Disons cette fois Alberto Rodríguez (qui est aussi un bon : voir son L’île minimale à croire) a décidément joué du bon côté, puisque l’appariement film de prison + engagement civil basé sur de vrais événements historiques pouvait difficilement donner un résultat négatif.
Un pari gagné d’emblée, en somme, celui de Prison 77, Il est vrai. Mais c’est aussi vrai que si l’on est bon (et on a dit que Rodríguez c’est le cas), parvient non seulement à faire un film correct, un résultat minimum presque garanti, mais aussi à lui donner une certaine épaisseur supplémentaire. Et donc de qualité.
Le titre original de Prison 77 Et Modèle 77: où le « modelo » est la prison de Barcelone qui est le théâtre de presque tous les événements du film, et 77 signifie 1977, l’année où les événements d’un jeune comptable qui a été accusé (peut-être injustement, peut-être pas) qu’il avait volé une somme assez négligeable et que pour cela il a été jeté en prison. Sauf que, étant précisément 77, l’Espagne commence à peine à sortir de la saison franquiste, et si certaines choses changent à l’extérieur, en prison, tout fonctionne toujours comme avant.
Comme, d’ailleurs, dans mille autres films se déroulant en prison d’hier et d’aujourd’hui. Et donc on parle de conditions inhumaines, de violences de la part des gardiens, de rapacité entre détenus, de directeurs, sinon sadiques, complices
Donc Prison 77 n’est pas seulement l’histoire de Manuel qui essaie de comprendre si et quand il sera soumis à un procès équitable, et donc sortira de prison, mais celle de sa prise de conscience croissante de ce que signifie vivre dans une prison, survivre dans un prison, et des injustices qui s’y produisent, et de sa participation à un mouvement de protestation qui a réellement existé et qui, à l’intérieur et à l’extérieur de ces murs, tentera de faire entrer l’Espagne, y compris les prisons, dans la démocratie et dans l’avenir.
Les choses ne seront pas faciles pour Manuel.
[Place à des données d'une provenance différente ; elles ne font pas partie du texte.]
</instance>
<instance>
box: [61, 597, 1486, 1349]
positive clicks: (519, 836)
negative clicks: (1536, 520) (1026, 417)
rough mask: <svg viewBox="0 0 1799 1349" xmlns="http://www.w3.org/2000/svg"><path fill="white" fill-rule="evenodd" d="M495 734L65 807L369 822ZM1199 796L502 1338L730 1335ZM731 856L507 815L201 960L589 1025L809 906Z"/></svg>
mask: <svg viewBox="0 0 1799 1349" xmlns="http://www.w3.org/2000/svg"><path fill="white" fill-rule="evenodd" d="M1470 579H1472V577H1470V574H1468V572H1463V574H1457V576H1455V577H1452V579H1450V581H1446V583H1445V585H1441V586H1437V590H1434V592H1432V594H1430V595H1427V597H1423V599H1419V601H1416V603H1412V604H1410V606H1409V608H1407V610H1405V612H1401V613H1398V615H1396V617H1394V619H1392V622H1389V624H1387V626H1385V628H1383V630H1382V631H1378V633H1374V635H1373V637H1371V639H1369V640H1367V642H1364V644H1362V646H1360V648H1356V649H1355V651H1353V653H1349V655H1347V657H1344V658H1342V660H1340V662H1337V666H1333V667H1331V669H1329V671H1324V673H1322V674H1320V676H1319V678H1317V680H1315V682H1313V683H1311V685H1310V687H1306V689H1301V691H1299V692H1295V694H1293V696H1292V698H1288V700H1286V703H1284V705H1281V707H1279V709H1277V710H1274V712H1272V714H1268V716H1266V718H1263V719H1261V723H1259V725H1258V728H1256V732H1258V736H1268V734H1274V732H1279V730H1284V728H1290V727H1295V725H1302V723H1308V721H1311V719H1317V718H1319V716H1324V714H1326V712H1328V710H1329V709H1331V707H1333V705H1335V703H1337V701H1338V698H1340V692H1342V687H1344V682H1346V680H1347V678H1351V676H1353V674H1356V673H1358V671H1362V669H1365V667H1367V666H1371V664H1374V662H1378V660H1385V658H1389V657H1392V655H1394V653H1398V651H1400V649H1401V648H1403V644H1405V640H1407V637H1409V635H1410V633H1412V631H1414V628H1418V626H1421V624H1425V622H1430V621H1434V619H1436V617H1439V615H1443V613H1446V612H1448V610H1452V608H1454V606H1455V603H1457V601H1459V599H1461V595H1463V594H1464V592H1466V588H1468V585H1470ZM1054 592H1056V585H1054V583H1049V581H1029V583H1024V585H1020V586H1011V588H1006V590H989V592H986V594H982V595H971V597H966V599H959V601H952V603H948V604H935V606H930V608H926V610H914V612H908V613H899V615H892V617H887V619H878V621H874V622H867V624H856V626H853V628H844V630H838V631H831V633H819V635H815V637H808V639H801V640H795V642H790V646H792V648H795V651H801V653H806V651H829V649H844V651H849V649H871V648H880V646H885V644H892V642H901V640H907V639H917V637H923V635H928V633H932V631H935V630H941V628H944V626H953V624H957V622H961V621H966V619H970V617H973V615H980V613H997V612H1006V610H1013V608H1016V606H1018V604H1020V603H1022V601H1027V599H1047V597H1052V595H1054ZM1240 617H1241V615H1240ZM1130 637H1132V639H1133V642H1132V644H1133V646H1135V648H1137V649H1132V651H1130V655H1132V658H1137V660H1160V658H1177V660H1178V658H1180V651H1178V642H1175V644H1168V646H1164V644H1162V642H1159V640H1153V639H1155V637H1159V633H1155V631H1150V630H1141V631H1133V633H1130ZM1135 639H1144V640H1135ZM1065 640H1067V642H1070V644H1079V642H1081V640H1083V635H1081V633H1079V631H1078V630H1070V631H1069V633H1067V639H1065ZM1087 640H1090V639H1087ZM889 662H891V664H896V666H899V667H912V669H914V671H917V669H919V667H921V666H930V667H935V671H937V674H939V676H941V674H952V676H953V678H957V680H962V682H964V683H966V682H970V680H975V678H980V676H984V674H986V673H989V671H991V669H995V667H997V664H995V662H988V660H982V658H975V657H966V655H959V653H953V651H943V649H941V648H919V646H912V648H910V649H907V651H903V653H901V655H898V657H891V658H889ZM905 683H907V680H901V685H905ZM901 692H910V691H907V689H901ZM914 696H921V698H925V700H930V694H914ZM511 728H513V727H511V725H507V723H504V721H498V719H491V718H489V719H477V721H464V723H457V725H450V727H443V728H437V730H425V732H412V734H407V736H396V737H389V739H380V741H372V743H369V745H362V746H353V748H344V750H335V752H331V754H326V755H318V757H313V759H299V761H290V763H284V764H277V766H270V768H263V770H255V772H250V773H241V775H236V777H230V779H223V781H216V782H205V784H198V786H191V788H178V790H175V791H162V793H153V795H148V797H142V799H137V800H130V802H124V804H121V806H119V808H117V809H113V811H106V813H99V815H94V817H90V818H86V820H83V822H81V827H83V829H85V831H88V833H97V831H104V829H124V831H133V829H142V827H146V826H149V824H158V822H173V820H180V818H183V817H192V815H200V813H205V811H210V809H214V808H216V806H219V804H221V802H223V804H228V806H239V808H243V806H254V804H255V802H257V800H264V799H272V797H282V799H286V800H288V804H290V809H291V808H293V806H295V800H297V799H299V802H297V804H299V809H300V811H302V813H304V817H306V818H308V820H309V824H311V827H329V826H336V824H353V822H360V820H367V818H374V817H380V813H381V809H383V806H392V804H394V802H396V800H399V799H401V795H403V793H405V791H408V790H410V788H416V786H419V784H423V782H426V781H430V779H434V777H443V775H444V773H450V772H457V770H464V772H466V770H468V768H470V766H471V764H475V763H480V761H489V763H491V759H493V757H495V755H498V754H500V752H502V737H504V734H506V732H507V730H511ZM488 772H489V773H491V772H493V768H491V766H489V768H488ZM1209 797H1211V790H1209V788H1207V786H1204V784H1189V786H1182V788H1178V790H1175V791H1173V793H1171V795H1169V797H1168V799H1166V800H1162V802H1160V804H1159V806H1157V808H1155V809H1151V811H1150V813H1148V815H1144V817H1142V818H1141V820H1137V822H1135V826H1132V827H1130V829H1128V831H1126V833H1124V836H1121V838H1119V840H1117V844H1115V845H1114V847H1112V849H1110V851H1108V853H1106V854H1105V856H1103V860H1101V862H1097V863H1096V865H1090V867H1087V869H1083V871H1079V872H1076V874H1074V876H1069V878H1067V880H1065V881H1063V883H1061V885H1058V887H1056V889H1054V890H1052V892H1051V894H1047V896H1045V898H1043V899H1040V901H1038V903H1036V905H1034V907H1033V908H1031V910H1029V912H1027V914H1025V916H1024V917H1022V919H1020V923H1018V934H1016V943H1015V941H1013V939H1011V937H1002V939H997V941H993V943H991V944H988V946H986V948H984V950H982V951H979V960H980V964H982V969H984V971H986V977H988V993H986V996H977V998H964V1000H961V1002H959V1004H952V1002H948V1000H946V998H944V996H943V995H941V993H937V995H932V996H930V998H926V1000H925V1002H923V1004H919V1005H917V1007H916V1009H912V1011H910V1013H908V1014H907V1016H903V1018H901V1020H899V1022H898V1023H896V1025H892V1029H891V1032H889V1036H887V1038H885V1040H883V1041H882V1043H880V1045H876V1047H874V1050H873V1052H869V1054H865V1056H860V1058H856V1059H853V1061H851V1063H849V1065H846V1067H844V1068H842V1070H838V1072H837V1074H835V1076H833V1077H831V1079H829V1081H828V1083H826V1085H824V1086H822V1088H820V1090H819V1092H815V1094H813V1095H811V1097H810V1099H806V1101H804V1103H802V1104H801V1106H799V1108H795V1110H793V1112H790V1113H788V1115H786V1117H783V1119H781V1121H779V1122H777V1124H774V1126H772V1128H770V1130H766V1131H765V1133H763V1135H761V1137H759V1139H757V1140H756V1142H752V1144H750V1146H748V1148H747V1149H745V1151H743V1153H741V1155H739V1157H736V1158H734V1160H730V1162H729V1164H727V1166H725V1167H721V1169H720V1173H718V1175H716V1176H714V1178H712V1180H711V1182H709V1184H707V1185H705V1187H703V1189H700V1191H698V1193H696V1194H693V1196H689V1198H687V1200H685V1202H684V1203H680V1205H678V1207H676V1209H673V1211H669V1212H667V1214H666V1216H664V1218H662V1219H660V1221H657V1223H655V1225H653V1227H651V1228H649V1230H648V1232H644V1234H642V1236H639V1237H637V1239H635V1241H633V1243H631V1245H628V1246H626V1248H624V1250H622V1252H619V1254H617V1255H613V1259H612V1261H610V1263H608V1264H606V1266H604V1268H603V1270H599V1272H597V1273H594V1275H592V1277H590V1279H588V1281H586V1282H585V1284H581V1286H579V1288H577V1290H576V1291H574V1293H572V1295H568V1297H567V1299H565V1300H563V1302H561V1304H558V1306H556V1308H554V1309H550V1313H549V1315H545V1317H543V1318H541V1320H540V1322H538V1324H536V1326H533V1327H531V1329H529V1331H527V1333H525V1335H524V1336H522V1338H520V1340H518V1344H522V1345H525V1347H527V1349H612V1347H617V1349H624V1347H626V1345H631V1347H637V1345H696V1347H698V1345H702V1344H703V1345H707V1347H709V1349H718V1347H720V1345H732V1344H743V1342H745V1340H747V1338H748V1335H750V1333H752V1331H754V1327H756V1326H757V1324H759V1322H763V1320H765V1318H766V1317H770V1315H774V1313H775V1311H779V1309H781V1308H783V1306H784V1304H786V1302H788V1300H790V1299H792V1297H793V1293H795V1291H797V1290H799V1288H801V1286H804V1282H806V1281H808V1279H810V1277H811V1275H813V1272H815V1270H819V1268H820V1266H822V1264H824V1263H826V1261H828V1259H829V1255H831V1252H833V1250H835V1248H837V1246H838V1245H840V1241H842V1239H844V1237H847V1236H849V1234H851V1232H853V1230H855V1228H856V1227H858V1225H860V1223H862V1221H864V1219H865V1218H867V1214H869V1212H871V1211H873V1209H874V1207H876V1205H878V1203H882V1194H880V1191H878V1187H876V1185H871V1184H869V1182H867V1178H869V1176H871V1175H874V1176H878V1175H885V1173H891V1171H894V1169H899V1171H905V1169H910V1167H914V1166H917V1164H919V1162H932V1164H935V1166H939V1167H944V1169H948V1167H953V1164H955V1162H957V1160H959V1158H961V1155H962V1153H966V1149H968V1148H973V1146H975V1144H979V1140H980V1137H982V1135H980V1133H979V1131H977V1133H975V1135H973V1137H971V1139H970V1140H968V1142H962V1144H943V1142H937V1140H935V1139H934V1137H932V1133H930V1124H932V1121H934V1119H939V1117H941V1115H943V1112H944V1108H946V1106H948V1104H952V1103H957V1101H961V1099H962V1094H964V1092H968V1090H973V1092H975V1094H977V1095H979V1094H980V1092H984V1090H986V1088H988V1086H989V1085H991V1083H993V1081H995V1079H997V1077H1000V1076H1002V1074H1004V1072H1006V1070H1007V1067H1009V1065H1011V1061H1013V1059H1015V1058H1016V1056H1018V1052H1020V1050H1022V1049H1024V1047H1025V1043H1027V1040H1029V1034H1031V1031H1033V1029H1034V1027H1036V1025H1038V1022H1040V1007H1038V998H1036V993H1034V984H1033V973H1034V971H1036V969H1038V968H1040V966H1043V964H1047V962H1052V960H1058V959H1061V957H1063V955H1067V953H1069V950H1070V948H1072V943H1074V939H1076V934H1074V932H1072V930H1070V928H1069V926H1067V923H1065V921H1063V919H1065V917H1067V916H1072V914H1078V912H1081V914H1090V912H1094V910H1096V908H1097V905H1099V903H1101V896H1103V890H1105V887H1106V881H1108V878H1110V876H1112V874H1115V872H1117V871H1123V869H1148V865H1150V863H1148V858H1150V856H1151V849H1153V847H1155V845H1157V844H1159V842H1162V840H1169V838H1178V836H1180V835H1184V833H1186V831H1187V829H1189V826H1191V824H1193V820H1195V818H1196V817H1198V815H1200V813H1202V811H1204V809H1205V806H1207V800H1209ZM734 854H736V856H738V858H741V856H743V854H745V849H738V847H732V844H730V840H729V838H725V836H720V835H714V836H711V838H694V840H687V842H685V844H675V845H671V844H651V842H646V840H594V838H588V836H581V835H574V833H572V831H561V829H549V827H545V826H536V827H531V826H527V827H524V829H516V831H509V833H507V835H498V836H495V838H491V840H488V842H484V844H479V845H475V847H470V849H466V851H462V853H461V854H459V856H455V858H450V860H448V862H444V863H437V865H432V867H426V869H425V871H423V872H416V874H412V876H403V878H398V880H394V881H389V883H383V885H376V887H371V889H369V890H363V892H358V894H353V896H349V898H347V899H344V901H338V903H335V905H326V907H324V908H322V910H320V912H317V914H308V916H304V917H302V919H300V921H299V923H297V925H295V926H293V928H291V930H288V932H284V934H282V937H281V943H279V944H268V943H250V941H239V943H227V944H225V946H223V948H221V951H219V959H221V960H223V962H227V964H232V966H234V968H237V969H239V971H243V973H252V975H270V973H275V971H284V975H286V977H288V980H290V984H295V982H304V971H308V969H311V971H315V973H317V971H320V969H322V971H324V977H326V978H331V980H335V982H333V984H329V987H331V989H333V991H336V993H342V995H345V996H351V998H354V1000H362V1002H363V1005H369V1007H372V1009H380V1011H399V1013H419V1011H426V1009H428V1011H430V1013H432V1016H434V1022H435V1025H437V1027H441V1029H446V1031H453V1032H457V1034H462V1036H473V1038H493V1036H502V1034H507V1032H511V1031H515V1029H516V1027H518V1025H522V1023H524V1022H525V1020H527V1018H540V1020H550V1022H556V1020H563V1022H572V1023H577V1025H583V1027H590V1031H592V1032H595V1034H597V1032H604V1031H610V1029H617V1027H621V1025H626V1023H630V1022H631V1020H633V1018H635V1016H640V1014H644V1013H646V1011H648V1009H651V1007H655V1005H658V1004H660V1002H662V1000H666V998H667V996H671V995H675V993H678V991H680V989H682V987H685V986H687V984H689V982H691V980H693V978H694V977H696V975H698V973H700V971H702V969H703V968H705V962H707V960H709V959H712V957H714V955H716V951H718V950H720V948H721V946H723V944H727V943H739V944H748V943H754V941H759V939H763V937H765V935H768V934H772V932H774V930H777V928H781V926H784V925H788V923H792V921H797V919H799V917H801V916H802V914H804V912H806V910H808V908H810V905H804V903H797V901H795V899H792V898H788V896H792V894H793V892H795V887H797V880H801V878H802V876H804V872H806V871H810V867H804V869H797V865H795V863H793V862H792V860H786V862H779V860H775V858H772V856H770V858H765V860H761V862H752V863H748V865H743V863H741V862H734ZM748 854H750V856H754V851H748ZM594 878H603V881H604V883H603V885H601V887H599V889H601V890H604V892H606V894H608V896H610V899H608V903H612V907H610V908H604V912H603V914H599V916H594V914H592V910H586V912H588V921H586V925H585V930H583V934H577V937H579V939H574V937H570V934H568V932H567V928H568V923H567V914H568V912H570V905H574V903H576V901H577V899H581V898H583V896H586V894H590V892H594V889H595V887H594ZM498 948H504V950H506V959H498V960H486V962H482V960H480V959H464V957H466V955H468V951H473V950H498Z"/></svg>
Évidemment, il aura un mentor : Pino, un vétéran de la prison. Qui, comme tous les mentors, seront d’abord réticents à remplir ce rôle, et même à prendre part au mouvement de contestation. Mais alors, bien sûr, il changera d’avis. À propos de Manuel et de la manifestation.
L’histoire de Manuel et Pino, qui commence en février 1976, trois mois après la mort de Franco, et se termine en juin 1978, est ponctuée de tous ces moments et situations typiques et inévitables d’un film carcéral, mais la différence entre l’œuvre de Rodríguez et d’autres titres plus ou moins similaires et d’avoir créé une dialectique « invisible » (invisible puisque nous autres ne sortons jamais de prison, tout comme nos protagonistes ne sortent jamais) entre un intérieur et un extérieur séparés non seulement par des barrières physiques et par des limitations à la liberté personnelle, mais par une transformation qui, si elle semble se dérouler presque rapidement à l’extérieur, à l’intérieur de la prison est substantiellement extraterrestre.
Et dans la manière dont Rodríguez conclut l’histoire de Manuel et Pino, le sort qu’il réserve à ses deux personnages est emblématique, plus encore que les pancartes qui concluent l’histoire, de l’utopie d’un mouvement et des échecs de politique.
Mais, positionnement historico-politique mis à part, ce qu’il en est remarquable dans Jail 77 est aussi son contournement continu de tous les clichés, clichés et stéréotypes du film carcéral sans jamais s’enliser dans les marais de rhétorique qu’ils peuvent représenter ; en utilisant la vérité incontournable qu’ils racontent sans jamais se transformer en une histoire fausse et banale.
Une telle chose se fait en prêtant attention à l’écriture et aux détails; déplacer correctement la caméra, rendant les espaces disponibles infinis ou claustrophobes ; acteurs de casting qui, comme dans ce cas, sont capables d’en dire plus que ce que contiennent leurs répliques. Cela se fait en exploitant les règles et la dynamique du cinéma de genre – le genre carcéral, bien sûr, mais aussi le thriller, et même le thriller politique – pour accompagner la passion civile, qui est ainsi exaltée, et n’engloutit pas le reste.
Et le fait que Prigione 77 ait remporté cinq Goyas tous « techniques » (réalisation, scénographie, costumes, maquillage et coiffure, effets spéciaux), démontre la grande attention de Rodríguez à tout ce qu’est et fait le cinéma.